Abstract

Background Hand hygiene compliance can be difficult to improve as this prospective activity may not come to mind easily during busy clinical operations. Clinicians are often driven by clinical goals under time pressure, and the sudden recall to clean hands can either be disruptive or too late. Using patient zones as a reference has been known to be helpful. A low-tech solution of taping patient zones on the floor was introduced in a children’s intensive care unit. Coupled with this demarcation is a simplified protocol that uses patient zones for “just-in-time” reminders. Clinicians now clean their hands whenever they cross zone lines, namely “ before patient zone” and “ after patient zone”, along with “ before aseptic procedure” and “ after bodily fluids exposure”. Methods The mandatory national quarterly hand hygiene surveillance data for children’s intensive care unit and the entire hospital was tracked. Seven pre-intervention and seven post-intervention quarters were compared for improvement and sustainability.
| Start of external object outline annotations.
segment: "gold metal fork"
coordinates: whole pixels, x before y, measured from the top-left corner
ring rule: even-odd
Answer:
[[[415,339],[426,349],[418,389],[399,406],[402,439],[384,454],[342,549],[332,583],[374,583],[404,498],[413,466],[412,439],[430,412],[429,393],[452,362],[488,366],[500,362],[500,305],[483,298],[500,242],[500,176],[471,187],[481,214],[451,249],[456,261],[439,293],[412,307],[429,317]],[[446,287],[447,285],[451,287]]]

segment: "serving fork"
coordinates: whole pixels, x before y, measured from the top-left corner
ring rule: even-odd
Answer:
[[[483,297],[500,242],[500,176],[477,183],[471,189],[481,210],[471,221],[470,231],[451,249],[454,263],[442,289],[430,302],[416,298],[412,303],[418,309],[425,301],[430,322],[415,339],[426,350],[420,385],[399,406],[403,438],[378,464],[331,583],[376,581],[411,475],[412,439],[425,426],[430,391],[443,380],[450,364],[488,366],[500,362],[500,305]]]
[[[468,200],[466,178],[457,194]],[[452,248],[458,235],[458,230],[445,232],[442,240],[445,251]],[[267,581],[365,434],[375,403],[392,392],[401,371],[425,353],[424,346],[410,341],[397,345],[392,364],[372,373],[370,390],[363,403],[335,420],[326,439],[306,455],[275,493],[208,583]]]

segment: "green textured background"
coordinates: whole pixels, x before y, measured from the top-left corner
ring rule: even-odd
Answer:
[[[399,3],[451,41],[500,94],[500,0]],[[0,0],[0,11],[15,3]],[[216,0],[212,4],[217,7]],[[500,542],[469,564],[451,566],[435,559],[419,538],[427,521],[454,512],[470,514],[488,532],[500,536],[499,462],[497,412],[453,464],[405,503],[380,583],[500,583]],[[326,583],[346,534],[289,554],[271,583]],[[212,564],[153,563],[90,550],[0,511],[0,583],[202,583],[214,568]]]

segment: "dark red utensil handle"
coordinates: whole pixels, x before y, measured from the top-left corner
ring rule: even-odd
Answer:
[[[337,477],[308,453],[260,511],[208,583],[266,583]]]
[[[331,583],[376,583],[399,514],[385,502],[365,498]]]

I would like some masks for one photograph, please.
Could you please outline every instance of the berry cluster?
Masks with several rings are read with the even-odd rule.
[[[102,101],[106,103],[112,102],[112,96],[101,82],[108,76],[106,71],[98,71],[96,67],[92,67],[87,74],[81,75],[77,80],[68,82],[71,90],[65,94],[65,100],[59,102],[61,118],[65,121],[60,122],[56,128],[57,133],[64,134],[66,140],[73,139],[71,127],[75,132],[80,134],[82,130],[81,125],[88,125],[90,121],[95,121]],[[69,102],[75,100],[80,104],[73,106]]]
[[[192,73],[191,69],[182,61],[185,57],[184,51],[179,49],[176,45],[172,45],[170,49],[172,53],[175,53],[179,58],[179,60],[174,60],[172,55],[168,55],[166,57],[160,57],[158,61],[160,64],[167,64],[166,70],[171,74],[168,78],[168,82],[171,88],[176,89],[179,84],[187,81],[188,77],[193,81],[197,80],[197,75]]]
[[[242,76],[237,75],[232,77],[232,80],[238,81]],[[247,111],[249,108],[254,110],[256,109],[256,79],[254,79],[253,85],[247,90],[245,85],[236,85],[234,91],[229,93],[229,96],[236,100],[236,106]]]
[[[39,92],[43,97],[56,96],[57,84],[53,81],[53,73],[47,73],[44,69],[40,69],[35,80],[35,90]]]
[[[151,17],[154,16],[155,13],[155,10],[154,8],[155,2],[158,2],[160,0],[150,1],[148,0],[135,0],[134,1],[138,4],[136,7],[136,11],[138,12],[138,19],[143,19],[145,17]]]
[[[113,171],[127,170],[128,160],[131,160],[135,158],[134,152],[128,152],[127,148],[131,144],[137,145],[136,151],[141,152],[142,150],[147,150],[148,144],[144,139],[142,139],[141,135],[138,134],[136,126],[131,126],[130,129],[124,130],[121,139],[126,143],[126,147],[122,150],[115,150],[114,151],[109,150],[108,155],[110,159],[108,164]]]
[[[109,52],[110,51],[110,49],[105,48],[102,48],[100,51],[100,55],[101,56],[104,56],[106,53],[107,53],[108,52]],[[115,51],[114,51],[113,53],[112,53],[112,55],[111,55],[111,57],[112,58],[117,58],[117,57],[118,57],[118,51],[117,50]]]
Results Overall, children’s intensive care unit hand hygiene compliance rose from an average of 77% to 90%, as well as physicians' hand hygiene compliance rates from 72% to 86%, and these differences are statistically significant. Hand Hygiene Moment 1 as defined by World Health Organization benefited the most from this intervention. Discussion Patient zone demarcation, along with more intuitive hand hygiene guidelines, is a cost-effective, operationally sensitive intervention that can improve hand hygiene compliance. The bundled solution taps on human factors science in understanding the cognitive challenges faced by clinicians. The positive effects are most profound in multi-bed cubicles where patient zones and infection control barriers are not clearly visible.